Brilliant job on this. I'm surprised this station was so far behind the curve.
They would not have known unless the teletype machine in the newsroom went off or until they got a bulletin from the network or unless a reporter called them. They announced it as quickly as NBC passed the news on--and they would have confirmed the news first. Responsible reporters did not pass on news in those days unless they had official confirmation. Note all the instances on this video where people said "the president is dead" (including Dan Rather) but the networks all said that it was NOT AN OFFICIAL announcement. Only when the White House announced it did the networks announce it as "official."
On February 26, 2023, WTNH's Dennis house interviewed one of these announcers, Dick Bertel. Among the topics were the JFK and MLK assassinations. www.wtnh.com/on-air/thisweekinconnecticut/this-week-in-connecticut-broadcasting-legend-looks-back-on-biggest-moments-in-career/
i appreciate what you're trying to do but the color of the lettering makes it impossible sometimes to read all the text with light pictures behind it
Just curious - anyone know what that high pitched beeping is that occurs throughout the recording?
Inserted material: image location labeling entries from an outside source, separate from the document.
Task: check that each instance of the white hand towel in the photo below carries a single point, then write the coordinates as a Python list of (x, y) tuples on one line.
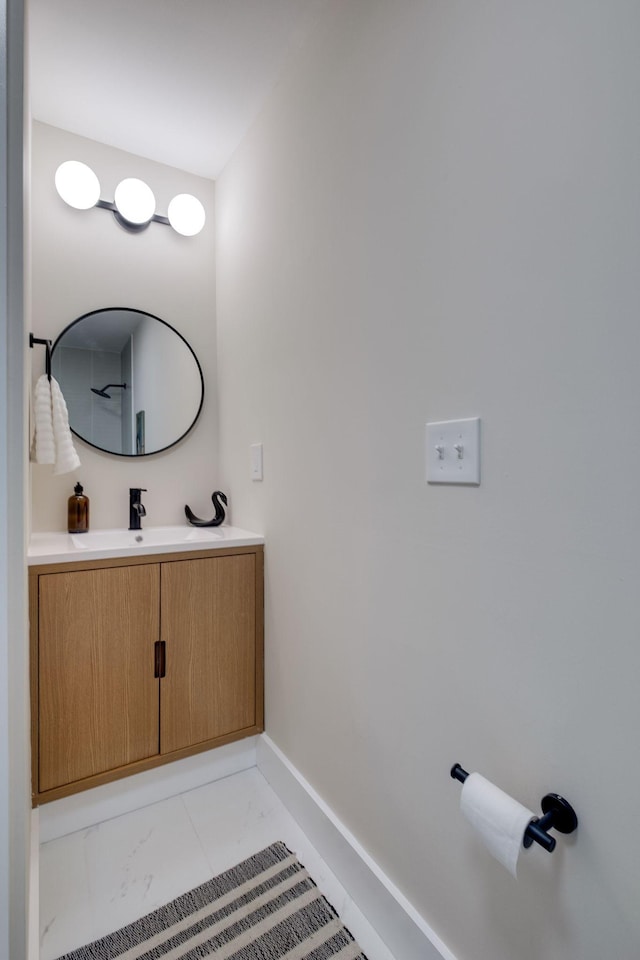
[(43, 447), (52, 441), (66, 457)]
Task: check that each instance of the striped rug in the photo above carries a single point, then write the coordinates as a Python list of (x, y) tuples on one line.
[(266, 908)]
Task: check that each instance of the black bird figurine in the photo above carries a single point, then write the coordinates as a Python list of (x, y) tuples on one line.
[(216, 497)]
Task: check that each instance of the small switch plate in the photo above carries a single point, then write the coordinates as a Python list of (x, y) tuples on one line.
[(256, 461), (453, 451)]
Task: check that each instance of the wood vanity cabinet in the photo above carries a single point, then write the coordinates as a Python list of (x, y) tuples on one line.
[(138, 661)]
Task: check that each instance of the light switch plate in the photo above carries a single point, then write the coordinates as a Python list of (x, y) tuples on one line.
[(453, 451), (256, 461)]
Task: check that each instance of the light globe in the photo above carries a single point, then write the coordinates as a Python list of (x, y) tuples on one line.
[(77, 184)]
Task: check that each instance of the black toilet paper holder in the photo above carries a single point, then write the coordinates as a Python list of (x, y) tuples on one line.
[(557, 813)]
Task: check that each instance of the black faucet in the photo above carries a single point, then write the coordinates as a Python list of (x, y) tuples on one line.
[(136, 508)]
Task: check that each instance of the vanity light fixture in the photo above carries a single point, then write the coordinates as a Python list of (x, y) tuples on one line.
[(133, 203)]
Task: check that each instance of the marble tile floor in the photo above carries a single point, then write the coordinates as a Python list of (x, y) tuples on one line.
[(99, 879)]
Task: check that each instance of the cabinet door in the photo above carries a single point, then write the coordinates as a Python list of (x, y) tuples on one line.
[(98, 698), (208, 621)]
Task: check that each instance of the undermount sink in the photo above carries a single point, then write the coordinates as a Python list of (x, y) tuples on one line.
[(147, 537)]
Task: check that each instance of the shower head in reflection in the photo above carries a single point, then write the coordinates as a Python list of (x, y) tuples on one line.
[(103, 392)]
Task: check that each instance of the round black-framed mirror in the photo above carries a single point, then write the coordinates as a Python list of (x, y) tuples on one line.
[(132, 383)]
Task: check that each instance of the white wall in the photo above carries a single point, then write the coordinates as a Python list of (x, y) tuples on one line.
[(82, 261), (14, 688), (437, 215)]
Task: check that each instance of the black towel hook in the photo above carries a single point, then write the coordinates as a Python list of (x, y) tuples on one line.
[(557, 814), (46, 343)]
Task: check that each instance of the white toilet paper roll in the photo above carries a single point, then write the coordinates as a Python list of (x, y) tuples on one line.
[(498, 818)]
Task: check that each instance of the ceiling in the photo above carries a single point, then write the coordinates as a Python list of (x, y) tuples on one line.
[(178, 81)]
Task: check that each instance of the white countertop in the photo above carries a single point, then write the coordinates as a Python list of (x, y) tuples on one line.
[(103, 544)]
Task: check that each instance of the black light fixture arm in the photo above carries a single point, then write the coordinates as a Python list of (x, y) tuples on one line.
[(557, 814), (135, 227), (46, 343)]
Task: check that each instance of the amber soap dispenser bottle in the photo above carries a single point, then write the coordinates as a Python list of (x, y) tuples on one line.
[(78, 511)]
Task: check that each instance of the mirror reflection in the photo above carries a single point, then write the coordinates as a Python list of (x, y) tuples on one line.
[(132, 384)]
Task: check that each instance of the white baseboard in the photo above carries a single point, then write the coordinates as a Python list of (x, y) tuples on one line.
[(85, 809), (33, 931), (399, 925)]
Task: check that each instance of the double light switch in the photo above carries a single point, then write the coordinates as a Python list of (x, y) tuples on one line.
[(453, 451)]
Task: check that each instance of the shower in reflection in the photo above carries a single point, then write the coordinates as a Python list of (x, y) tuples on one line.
[(103, 392)]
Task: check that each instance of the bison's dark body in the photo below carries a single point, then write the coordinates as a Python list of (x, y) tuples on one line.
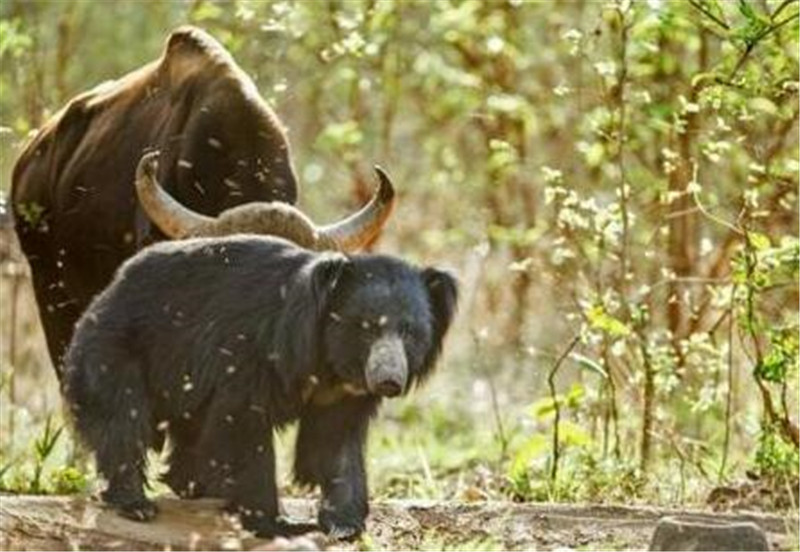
[(73, 186), (216, 342)]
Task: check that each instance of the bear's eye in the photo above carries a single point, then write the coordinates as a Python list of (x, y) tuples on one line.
[(409, 329)]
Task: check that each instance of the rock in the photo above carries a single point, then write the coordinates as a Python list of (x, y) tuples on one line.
[(704, 533), (296, 544)]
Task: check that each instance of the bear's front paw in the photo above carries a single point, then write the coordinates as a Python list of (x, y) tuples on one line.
[(340, 527), (141, 510)]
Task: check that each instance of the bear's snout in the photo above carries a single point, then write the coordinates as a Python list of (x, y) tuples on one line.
[(387, 367)]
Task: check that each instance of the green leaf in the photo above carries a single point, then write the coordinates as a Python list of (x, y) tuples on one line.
[(759, 241), (599, 319), (589, 364), (764, 105)]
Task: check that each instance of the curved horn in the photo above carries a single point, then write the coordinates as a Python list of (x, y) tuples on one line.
[(172, 218), (360, 228)]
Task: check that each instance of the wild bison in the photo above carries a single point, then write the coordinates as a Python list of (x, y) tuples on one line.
[(216, 342), (274, 218), (73, 196)]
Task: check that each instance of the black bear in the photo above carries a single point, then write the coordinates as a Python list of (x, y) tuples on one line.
[(216, 342)]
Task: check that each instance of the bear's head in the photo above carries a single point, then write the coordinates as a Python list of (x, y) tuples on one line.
[(366, 324)]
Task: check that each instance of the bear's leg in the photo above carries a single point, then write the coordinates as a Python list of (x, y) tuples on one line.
[(239, 440), (330, 453), (112, 414), (186, 475)]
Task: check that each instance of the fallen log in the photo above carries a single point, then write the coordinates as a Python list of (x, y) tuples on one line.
[(63, 523)]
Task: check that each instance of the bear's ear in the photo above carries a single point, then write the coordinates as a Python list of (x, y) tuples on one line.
[(443, 295), (298, 335)]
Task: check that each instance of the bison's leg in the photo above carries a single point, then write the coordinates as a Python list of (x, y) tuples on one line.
[(330, 453)]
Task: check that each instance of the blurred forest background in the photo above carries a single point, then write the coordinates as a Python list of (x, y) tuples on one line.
[(615, 184)]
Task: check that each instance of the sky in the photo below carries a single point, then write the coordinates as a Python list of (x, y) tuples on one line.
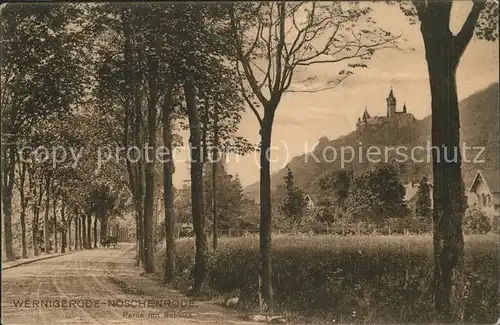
[(302, 118)]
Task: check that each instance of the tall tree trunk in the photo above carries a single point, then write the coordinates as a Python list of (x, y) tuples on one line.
[(77, 237), (265, 280), (24, 203), (64, 227), (448, 195), (149, 197), (8, 168), (168, 188), (36, 218), (89, 231), (84, 231), (80, 232), (104, 228), (46, 225), (55, 230), (95, 231), (215, 157), (69, 233), (196, 185)]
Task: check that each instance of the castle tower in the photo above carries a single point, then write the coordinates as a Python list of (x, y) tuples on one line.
[(366, 116), (391, 104)]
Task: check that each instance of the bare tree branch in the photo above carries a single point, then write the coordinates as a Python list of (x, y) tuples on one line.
[(466, 33)]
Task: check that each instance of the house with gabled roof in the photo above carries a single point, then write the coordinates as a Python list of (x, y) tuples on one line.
[(312, 201), (484, 192)]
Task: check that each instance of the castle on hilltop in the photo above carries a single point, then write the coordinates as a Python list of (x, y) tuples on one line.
[(392, 115)]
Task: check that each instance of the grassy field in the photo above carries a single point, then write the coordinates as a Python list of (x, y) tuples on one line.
[(347, 279)]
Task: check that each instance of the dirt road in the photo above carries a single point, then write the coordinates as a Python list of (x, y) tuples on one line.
[(98, 287)]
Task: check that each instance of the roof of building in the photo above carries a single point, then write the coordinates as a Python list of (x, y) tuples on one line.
[(391, 94), (313, 197), (490, 178), (365, 114)]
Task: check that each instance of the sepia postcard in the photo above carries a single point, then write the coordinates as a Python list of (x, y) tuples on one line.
[(250, 162)]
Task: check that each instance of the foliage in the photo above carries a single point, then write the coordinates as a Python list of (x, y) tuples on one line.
[(476, 222), (376, 195), (423, 208), (368, 279), (233, 206), (334, 186), (294, 205)]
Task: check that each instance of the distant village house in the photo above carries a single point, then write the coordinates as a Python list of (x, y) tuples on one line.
[(411, 190), (312, 201), (402, 117)]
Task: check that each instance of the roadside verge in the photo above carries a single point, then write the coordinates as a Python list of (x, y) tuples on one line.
[(9, 265)]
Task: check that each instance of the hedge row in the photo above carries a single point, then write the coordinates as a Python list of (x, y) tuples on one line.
[(382, 279)]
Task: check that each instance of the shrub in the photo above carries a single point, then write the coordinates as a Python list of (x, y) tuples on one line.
[(476, 222), (363, 279)]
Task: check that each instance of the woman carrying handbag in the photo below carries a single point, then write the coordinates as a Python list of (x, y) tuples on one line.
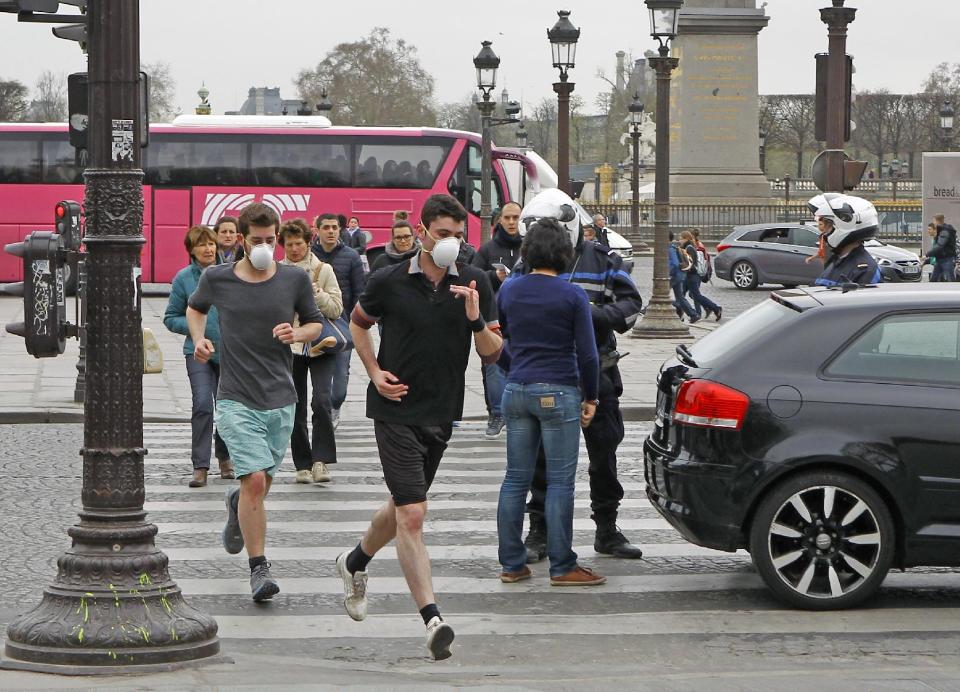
[(312, 456)]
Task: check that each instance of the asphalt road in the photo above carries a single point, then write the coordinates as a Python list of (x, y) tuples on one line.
[(683, 618)]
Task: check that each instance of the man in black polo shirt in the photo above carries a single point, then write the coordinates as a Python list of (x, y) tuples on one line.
[(430, 310)]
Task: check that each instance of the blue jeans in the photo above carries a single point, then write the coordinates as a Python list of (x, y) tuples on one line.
[(495, 379), (699, 300), (341, 377), (204, 378), (550, 413)]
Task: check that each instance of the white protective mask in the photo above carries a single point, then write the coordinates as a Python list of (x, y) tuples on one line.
[(445, 252), (261, 256)]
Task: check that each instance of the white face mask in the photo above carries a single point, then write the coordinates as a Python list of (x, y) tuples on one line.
[(445, 251), (261, 256)]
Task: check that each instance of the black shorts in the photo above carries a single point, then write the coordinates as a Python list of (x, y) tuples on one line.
[(410, 456)]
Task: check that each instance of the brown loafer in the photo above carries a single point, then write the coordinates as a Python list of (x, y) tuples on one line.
[(199, 478), (514, 577), (578, 576), (226, 469)]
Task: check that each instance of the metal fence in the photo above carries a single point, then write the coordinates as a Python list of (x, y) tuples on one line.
[(900, 222)]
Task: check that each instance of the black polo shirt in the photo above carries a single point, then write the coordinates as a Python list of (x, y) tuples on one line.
[(426, 339)]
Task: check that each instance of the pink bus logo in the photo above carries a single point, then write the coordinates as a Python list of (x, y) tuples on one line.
[(219, 203)]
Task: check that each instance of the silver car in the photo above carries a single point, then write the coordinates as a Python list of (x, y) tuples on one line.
[(777, 254)]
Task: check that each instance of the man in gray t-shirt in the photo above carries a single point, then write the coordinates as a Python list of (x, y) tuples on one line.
[(257, 300)]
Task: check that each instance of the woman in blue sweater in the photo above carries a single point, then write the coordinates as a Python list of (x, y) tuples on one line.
[(201, 244), (551, 392)]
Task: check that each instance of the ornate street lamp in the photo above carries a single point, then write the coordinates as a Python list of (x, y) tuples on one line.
[(660, 321), (946, 123), (486, 63), (563, 42), (636, 121)]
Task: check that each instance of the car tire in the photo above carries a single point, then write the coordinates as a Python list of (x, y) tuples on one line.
[(744, 276), (822, 540)]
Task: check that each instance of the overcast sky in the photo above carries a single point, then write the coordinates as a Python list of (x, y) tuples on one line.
[(234, 45)]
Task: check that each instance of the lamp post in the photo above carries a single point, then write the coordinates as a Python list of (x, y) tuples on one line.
[(660, 320), (113, 606), (946, 123), (636, 120), (563, 43), (837, 18), (486, 64)]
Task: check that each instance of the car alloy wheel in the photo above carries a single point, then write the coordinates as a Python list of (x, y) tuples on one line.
[(822, 541), (744, 275)]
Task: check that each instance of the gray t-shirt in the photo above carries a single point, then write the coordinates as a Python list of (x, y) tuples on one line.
[(255, 367)]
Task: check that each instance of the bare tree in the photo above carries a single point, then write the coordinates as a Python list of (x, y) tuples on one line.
[(162, 91), (13, 100), (49, 104), (374, 81)]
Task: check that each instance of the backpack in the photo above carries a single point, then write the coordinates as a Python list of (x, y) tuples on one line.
[(704, 265)]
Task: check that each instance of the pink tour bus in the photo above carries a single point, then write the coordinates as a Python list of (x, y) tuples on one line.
[(203, 167)]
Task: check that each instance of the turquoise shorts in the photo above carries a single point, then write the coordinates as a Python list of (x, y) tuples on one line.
[(256, 440)]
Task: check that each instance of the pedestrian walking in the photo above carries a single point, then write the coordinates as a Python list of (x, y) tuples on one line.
[(615, 305), (346, 264), (497, 258), (943, 249), (845, 222), (551, 390), (679, 263), (402, 246), (257, 300), (431, 310), (201, 244), (229, 247), (312, 453), (695, 275)]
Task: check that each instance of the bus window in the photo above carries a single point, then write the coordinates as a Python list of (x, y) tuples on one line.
[(19, 158), (59, 163), (400, 164), (188, 161), (301, 162)]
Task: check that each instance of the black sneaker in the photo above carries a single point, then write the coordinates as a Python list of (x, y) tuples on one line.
[(495, 426), (262, 583)]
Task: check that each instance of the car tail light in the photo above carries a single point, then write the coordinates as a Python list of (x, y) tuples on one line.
[(710, 405)]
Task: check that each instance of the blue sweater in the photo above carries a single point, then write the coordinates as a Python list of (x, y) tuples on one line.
[(549, 328), (175, 317)]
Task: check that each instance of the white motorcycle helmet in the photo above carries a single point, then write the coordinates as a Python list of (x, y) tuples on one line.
[(554, 203), (854, 218)]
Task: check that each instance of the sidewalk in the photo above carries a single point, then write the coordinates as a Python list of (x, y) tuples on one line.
[(41, 390)]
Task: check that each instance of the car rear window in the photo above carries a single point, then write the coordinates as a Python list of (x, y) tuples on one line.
[(755, 323)]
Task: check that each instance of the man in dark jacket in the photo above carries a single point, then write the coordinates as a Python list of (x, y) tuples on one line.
[(497, 258), (350, 275), (944, 250), (615, 304)]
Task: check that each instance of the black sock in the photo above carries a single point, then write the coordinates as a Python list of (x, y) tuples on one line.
[(428, 612), (358, 560)]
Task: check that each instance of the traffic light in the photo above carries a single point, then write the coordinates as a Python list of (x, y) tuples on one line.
[(44, 300)]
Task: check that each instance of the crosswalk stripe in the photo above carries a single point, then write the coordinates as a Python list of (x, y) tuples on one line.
[(215, 553), (486, 526), (659, 623), (339, 505)]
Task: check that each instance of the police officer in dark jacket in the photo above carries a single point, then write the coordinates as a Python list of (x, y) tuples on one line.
[(845, 222), (615, 304)]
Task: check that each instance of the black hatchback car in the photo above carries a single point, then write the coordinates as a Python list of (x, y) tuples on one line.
[(820, 431)]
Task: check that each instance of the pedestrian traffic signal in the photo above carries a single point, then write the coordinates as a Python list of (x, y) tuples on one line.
[(44, 300)]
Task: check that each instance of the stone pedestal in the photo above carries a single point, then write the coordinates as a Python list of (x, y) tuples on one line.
[(715, 142)]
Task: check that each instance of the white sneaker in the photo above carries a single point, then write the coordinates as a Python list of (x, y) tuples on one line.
[(439, 638), (321, 474), (354, 589)]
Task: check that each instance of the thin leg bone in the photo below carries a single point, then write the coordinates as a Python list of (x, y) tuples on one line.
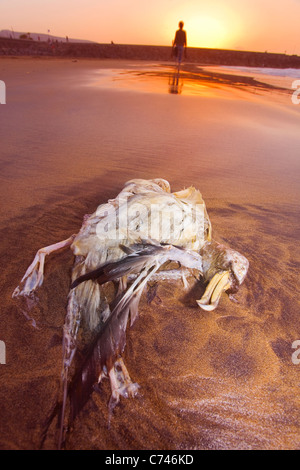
[(34, 276)]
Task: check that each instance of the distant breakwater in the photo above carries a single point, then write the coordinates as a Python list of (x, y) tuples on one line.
[(19, 47)]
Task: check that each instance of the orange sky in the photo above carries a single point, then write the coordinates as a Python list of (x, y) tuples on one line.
[(257, 25)]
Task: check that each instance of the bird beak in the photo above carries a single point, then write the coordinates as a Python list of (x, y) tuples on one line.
[(217, 285)]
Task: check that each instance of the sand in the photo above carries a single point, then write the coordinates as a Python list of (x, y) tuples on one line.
[(72, 132)]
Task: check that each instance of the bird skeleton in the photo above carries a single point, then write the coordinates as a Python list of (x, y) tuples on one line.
[(128, 240)]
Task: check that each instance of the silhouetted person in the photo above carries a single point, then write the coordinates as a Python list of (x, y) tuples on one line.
[(180, 42)]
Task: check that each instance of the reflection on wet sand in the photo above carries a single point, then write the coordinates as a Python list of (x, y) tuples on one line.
[(189, 79), (208, 380), (175, 83)]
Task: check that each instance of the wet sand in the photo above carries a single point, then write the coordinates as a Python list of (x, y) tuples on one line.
[(72, 132)]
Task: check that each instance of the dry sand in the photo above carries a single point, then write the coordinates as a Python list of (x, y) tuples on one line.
[(72, 132)]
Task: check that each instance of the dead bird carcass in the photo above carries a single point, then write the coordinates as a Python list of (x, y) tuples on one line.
[(127, 240)]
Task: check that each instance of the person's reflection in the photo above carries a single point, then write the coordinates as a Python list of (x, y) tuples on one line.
[(175, 84)]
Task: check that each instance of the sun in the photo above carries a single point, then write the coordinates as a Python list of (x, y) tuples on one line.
[(207, 31)]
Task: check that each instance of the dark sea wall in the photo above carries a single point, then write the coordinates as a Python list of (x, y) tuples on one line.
[(18, 47)]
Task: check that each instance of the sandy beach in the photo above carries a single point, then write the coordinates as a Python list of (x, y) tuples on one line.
[(73, 131)]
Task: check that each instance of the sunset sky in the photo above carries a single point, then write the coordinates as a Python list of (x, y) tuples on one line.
[(256, 25)]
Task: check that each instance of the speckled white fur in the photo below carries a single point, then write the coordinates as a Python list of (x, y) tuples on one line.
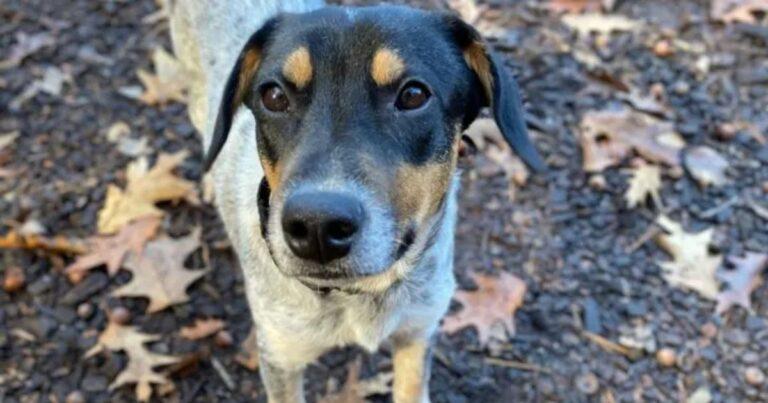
[(294, 324)]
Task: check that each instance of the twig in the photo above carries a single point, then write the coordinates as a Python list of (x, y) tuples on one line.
[(611, 346), (223, 373), (14, 240), (524, 366), (649, 234)]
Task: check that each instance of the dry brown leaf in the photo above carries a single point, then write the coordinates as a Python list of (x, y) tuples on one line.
[(111, 250), (693, 266), (169, 83), (574, 6), (734, 11), (145, 187), (159, 273), (706, 165), (741, 281), (588, 23), (202, 329), (26, 45), (486, 135), (141, 361), (645, 181), (490, 309), (607, 137)]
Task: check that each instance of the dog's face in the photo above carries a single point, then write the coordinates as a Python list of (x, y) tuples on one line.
[(359, 117)]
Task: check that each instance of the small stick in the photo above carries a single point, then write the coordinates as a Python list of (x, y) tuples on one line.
[(524, 366)]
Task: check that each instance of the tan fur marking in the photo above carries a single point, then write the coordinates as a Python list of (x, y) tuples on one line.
[(478, 61), (298, 67), (410, 384), (386, 67), (272, 172), (250, 64)]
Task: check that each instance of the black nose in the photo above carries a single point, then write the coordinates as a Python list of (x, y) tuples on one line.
[(321, 226)]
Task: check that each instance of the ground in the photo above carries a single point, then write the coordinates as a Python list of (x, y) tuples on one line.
[(570, 237)]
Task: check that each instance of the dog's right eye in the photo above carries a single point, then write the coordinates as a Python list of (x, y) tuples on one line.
[(274, 98)]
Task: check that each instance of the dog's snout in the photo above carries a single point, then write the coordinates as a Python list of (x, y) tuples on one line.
[(321, 226)]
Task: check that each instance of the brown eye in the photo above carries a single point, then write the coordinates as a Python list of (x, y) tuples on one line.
[(274, 99), (412, 96)]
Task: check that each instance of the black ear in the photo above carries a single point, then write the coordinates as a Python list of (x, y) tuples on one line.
[(236, 88), (500, 90)]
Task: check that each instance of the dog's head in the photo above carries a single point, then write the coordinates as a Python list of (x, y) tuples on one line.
[(359, 118)]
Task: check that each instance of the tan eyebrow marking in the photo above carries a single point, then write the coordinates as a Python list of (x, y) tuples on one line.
[(387, 67), (298, 67)]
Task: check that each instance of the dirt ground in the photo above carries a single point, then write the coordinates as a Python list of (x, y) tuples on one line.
[(574, 242)]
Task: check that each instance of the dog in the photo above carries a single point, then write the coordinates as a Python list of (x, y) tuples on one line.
[(332, 137)]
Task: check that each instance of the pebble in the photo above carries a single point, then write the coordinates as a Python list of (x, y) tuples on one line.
[(75, 397), (666, 357), (84, 310), (754, 376), (587, 383), (13, 280)]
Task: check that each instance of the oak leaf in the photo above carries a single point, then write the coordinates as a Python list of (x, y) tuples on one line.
[(692, 266), (574, 6), (141, 361), (706, 165), (645, 181), (741, 281), (144, 188), (202, 329), (169, 83), (607, 137), (733, 11), (159, 273), (111, 250), (490, 309), (587, 23)]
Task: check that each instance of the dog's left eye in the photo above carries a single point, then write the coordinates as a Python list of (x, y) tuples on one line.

+David Beal I remember hearing that beeping in the 1970's and I to had to ask what it was. I was told the beeping was required to let the caller know that they were on the air.
Oh ok, interesting. Thanks!
It was a law then to let someone know they were being recorded.
I thought it was a clock?
I think it indicated it was a long-distance call of some sort, something you don't have with today's long-distance telephone calls.